Supreme Court Has Chance to Right Wrong Against Homosexuals
Salt Lake Tribune,
January 11, 2003
P.O. Box 867, Salt Lake City, UT 84110
Fax: 801-257-8950
Email: letters@sltrib.com
http://www.sltrib.com/2003/jan/01112003/commenta/commenta.asp
By Anna Quindlen, Universal Press Syndicate
Wedding announcements track American social history. Once they were the
purview of the well-to-do, and the stereotypical division of roles was in the
published details: the groom’s work, the bride’s gown. Point d’esprit,
sweetheart neckline, Alencon lace: How quaint it all seems.
In the blink of an eye, historically speaking, the dress disappeared and in
its place was a working woman, sometimes one who was keeping her own name. The
idealized gave way to the real. A previous marriage had ended in divorce. The
ring bearer was the 5-year-old son of the bride and groom. And couples of all
classes, religions and races eventually smiled out from the pages of the daily
papers.
So it said something about how the world works today when newspapers began
to run announcements of the commitment ceremonies of gay men and lesbians.

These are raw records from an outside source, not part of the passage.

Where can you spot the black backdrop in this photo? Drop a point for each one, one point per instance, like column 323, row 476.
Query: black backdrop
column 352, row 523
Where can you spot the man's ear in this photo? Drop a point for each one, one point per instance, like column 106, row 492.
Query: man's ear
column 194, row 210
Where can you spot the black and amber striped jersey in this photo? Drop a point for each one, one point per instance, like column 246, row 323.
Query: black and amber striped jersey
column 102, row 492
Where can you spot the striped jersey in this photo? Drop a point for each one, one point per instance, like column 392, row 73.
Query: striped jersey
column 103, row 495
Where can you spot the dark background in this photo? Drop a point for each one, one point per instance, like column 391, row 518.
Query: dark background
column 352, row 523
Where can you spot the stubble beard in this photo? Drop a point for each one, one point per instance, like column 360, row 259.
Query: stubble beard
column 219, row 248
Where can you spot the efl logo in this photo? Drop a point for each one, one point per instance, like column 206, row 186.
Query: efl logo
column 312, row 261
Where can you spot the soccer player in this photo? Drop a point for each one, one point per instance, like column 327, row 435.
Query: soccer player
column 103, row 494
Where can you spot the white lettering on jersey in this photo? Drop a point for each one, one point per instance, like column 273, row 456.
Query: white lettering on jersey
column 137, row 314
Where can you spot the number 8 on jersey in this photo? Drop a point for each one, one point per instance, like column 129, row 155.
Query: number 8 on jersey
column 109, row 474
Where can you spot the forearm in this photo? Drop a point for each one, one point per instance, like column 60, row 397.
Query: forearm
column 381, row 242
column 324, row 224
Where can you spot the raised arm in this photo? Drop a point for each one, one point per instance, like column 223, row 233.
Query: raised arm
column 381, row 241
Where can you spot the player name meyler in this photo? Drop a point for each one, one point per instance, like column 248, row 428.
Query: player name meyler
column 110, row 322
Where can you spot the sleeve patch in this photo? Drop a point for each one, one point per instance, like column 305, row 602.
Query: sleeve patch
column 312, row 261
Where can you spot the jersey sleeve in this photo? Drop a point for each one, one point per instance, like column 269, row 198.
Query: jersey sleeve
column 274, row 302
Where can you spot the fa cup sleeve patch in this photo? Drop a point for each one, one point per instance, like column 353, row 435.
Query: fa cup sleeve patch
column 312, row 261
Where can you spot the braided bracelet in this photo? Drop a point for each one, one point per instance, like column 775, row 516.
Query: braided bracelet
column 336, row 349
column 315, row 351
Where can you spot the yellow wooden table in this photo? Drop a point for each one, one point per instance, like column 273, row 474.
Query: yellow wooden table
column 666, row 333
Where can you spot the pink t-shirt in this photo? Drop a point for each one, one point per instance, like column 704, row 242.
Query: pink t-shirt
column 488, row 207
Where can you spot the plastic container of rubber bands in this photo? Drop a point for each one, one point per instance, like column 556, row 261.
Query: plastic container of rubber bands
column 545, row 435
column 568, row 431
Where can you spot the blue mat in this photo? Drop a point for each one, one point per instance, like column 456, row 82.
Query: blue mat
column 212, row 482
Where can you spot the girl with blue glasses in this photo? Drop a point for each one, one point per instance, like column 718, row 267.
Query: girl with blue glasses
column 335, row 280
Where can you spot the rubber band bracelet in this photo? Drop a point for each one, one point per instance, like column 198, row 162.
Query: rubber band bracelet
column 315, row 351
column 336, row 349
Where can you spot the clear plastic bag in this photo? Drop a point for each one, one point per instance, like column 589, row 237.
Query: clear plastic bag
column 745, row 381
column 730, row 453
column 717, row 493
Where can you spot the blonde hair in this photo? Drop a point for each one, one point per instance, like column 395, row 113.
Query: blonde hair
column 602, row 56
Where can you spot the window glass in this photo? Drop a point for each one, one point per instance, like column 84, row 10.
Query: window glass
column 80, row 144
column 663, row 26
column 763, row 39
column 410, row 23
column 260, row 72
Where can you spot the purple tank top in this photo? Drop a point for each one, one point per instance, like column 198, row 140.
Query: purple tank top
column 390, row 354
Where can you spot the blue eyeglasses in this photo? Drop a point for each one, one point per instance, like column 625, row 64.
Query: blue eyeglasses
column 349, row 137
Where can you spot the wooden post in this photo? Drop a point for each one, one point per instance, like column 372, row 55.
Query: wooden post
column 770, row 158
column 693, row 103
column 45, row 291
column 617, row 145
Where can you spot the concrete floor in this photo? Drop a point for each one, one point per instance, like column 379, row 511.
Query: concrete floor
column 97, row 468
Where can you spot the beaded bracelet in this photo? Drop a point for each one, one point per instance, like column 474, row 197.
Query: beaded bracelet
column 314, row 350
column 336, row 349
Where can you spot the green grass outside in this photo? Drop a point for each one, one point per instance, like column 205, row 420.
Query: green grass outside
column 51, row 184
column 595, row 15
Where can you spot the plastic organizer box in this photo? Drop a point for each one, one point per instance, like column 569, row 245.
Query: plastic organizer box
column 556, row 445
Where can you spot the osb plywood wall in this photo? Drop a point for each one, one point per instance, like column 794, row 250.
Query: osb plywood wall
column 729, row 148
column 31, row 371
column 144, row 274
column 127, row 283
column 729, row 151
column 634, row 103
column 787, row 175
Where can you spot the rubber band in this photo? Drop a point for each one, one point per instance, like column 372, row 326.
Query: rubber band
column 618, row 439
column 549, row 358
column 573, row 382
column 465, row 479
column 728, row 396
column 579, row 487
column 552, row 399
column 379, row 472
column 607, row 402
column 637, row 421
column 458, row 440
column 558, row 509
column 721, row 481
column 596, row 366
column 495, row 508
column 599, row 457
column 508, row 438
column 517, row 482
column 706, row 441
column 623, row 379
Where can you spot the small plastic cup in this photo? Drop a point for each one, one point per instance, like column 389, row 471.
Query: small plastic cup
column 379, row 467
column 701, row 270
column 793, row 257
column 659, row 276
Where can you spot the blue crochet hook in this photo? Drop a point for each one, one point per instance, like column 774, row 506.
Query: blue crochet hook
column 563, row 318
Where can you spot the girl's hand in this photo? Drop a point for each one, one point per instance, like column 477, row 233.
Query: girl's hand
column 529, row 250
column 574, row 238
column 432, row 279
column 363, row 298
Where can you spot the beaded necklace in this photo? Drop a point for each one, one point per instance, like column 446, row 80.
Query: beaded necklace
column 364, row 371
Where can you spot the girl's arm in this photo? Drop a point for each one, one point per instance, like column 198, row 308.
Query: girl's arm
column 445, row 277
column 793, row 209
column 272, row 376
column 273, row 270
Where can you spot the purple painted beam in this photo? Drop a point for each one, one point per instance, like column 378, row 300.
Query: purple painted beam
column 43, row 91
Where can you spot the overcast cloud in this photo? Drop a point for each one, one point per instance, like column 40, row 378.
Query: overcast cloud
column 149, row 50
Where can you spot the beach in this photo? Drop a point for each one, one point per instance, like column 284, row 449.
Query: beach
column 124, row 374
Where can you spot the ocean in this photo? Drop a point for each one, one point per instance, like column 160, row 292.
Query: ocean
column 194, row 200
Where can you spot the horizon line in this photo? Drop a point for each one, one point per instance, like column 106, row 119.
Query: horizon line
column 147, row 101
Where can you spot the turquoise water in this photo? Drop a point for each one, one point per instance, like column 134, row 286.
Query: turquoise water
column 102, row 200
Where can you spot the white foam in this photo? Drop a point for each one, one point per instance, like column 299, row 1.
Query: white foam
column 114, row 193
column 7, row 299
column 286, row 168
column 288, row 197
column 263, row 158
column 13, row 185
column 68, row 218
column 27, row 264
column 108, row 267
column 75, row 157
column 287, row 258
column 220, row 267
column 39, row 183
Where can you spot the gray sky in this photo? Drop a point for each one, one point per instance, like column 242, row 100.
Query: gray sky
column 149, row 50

Although about 10 percent of America’s dailies now do so, The New York Times
got the most mileage from the decision because of its position as the industry
gold standard. From the beginning it was just as the opponents feared: The
same-sex announcements read so much like the ones that surrounded them that
they came close to simply blending in, the union of one well-educated
documentary producer and psychotherapist reading much like another.
That the Times as recently as 50 years ago referred to gay men as
"deviants" in its pages and today is willing to report the joyous
union of Daniel Gross and Steven Goldstein is a reflection of the ways of the
world. Newspapers are essentially conservative in their internal decisions;
they do not make social policy, only reflect it once it moves convincingly
from the fringe into the mainstream.
The U.S. Supreme Court is not in the business of making social policy
either. Nor is its job to reflect it, only to interpret the law intelligently
without regard for popularity or prejudice. It conspicuously failed in this
mission in 1986 when the justices were asked to rule on the constitutionality
of state sodomy laws. From almost any legal promontory, their decision ought
to have been clear. Hark back to Griswold v. Connecticut and the right to
privacy in intimate affairs; use an equal-protection argument, given that law
enforcement has traditionally granted heteros a free pass on conduct that is
prosecuted among gay men and lesbians. But strike those statutes down.
Instead the court went the other way. As egregious as the decision was the
lack of real jurisprudence in the pamphleteering of the majority opinion,
which sounded as if it had been written by Cotton Mather during a particularly
dirty-minded phase of adolescence. Years later, Justice Lewis Powell, who
tipped the 5-4 balance, said he was sorry he had voted as he had.
So when the court announced recently that it would hear a Texas case that
considered the same issue, the announcement suggested that the justices, too,
saw the error of the earlier decision and might redress it. Every citizen who
cares about what America is supposed to stand for should be rooting for that
result.
The sodomy laws are part of a dark tradition in this nation; they do not
exist, and have never existed, to serve the public weal. They are meant only
to demonize and marginalize a class of human beings. In this, their closest
corollary is the now-reviled Jim Crow laws, which excluded black Americans
from hotels and restaurants and consigned them to separate schools and
restrooms, not because it served any civic purpose but because it was a way to
signal that black men and women were inferior. The sodomy laws may be the last
laws standing that exist purely for the purpose of codifying and justifying
bigotry.
The story of the Texas case the court is preparing to hear reveals just how
such statutes turn a free country into a police state. Two consenting male
adults were in the midst of a private act of sexual congress in the apartment
of one when the police burst in. The men were arrested, jailed overnight and
fined. The police showed up in the first place because of a tip by a neighbor
of a "weapons disturbance." The neighbor himself was later jailed,
convicted of filing a false report. He could be forgiven for thinking this
result unfair, since in his behavior he seems to have been merely mimicking
the government, monitoring private acts, targeting individuals on the basis of
sexual orientation.
This is simply not supposed to be a country in which the law is a flimsy
cover for punishing the unpopular. Nevertheless, America’s history has been
a history of doing just that, whether to immigrants, religious or racial
groups, and then eventually having to admit remorse and self-disgust. (See
"Trent Lott: The Apology Tour.")
There is an irony in the fact that when newspapers in some states are
printing the announcements of civil unions by gay men and lesbians, they are
also printing the names of sexual desperadoes, breaking the law in the name of
love. To resolve that peculiar dissonance does not require the high court to
bow to culture change but instead to return to its own defining principles of
fairness and freedom, to turn away from the prejudice that, last time out,
substituted prurience for jurisprudence.